Oświadczenie również w internecie

W mediach społecznościowych Dowództwa Operacyjnego również pojawiło się oświadczenie.

„Cały proces został przeprowadzony zgodnie z procedurami wypracowanymi po zdarzeniu związanym z upadkiem rakiety pod Bydgoszczą w dniu 16 grudnia 2022 roku, w tym w oparciu o rekomendacje Najwyższej Izby Kontroli, która zweryfikowała aktywność Dowództwa Operacyjnego Rodzajów Sił Zbrojnych i Centrum Operacji Powietrznych – Dowódcy Komponentu Powietrznego w tym obszarze” – czytamy.

Gen.
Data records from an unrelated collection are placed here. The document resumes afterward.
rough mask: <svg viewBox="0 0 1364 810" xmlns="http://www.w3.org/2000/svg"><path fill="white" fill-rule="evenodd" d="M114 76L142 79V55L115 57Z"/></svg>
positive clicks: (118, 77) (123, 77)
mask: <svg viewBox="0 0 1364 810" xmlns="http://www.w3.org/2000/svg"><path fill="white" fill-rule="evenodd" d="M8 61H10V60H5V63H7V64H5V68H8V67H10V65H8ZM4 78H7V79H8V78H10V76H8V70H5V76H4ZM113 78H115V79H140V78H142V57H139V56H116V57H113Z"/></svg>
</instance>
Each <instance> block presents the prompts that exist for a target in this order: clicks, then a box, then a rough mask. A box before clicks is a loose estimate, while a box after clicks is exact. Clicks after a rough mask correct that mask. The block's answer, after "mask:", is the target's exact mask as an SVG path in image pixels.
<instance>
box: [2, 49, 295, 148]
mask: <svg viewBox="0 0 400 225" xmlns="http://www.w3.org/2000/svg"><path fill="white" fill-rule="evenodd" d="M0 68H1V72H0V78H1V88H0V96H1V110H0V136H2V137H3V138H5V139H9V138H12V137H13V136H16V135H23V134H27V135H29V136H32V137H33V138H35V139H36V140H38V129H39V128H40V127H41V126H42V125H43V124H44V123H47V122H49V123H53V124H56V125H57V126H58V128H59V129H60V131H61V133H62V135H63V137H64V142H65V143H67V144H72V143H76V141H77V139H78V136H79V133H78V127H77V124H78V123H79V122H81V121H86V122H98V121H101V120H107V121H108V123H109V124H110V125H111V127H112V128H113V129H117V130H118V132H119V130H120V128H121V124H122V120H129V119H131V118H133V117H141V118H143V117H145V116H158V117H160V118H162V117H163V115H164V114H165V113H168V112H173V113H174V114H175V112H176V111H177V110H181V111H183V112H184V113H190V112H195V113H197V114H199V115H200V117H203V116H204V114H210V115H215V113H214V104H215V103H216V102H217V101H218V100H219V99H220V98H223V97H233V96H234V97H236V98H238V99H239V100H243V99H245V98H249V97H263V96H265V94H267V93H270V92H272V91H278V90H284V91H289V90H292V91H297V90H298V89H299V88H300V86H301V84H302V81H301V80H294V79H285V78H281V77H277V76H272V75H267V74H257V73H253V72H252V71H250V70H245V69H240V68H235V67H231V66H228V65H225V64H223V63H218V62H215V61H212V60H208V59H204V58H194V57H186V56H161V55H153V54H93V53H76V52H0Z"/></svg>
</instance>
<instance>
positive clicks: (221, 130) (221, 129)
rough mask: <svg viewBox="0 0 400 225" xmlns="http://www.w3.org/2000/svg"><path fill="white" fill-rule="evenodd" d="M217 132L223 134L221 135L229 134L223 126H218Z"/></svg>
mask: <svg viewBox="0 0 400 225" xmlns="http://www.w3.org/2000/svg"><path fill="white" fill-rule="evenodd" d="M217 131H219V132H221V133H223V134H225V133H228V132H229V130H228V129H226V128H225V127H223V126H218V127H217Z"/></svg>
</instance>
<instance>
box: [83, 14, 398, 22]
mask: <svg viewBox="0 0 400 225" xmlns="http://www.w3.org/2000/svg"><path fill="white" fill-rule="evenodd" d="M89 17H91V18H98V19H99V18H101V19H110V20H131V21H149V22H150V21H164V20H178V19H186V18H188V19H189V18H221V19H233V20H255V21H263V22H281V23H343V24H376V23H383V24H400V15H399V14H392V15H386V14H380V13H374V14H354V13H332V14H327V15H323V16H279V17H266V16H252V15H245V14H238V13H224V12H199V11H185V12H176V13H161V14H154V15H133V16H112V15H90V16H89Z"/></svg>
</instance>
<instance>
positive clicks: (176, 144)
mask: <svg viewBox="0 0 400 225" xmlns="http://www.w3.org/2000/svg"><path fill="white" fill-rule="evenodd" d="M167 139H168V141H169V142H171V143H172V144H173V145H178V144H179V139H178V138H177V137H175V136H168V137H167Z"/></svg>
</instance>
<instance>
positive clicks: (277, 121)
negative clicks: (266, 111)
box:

Klisz podziękował również „służbom, instytucjom, organizacjom oraz moim kolegom-dowódcom, a szczególnie mieszkańcom województwa lubelskiego za wspieranie działań”.

Poderwano śmigłowce

Przypomnijmy, w poniedziałek 26 sierpnia Dowództwo Rodzajów Sił Zbrojnych w komunikacie zamieszczonym w mediach społecznościowych poinformowało, że „o godzinie 6:43 w przestrzeń powietrzną RP wleciał niezidentyfikowany obiekt powietrzny, który był obserwowany przez środki radiolokacyjne systemu obrony powietrznej kraju”. W związku z tym uruchomione zostały wszystkie dostępne siły i środki pozostające w dyspozycji Dowódcy Operacyjnego RSZ. Poderwano śmigłowce oraz dyżurne pary myśliwskie.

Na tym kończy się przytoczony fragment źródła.